La noche fue apretada. Los dos alpinistas se encogían en su tienda. Fuera la situación se ponía desagradable, con un viento furioso azotando su posición. "Juré que nunca me quedaría aquí sólo". Al día siguiente la cordada se despertó animada y se enterraron alegremente en las fauces de la Pirámide Negra, una sección de roca oscura y descompuesta que se extiende vertical desde los 6.700 metros.  "Las cuerdas en esta sección parecían confiables... si agarrabas donde debías y rezabas. Escalamos placenteramenete durante unas decenas de metros". Cuando Denis y Adam superaban este tramo comprometido de la ruta de los Abruzzos, la noche ya amenazaba con caerles encima. "La mayor parte del Broad Peak brillaba en color rojo con los rayos del atardecer, mientras el valle era barrido por una ola de oscuridad. Nosotros parecíamos dos insectos lentos, arrastrándonos frente a una pirámide ensangrentada". Tras disfrutar de la panóramica y regresar al presente, con viento y temperaturas mordientes, Adam empezaba a preguntarse cuando llegaría el momento de plantar la tienda. "Conozco un lugar", proclamó Urubko, "pero hay que cavar...".

La jornada siguiente se despertó con un calor sin precedentes. "¡Era posible secarse al sol con los sacos de dormir!". Decidieron inspeccionar la ruta más allá del C3, llegando a una cota de 7.400 metros. Desde ahí podían adivinar como se encontraba el resto de la ruta hasta el Campo 4. "¡Imaginate Adam! ¡Sólo cinco personas han estado a esta altura en el invierno del K2!", exclamaba el kazajo.

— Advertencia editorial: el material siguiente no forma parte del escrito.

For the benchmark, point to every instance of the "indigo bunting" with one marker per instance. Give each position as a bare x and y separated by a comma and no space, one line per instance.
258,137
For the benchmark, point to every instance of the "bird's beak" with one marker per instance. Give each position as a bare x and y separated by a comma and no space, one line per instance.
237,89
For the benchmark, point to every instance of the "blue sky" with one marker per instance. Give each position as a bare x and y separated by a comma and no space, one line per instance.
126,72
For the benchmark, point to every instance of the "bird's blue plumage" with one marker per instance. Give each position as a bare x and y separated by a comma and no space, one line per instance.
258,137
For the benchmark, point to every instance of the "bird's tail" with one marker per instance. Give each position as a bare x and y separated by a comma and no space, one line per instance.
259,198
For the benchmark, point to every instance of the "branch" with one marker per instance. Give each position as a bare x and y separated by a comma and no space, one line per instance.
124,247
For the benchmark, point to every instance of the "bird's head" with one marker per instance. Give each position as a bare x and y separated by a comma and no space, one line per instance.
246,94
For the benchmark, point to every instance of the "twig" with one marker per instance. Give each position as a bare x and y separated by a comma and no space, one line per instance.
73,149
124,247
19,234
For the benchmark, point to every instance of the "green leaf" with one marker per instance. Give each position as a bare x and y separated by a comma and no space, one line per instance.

La siguiente noche, también en el C3, fue "dura". "No estabamos tan preparados para soportar tal altitud durante dos noches". Al amanecer, entre fuertes rafagas de viento, comenzaban a descender hasta el Campo Base. "El cuerpo estaba agotado, nos encontrábamos flacos como bicicletas... pero aún nos quedan músculos para el ataque final".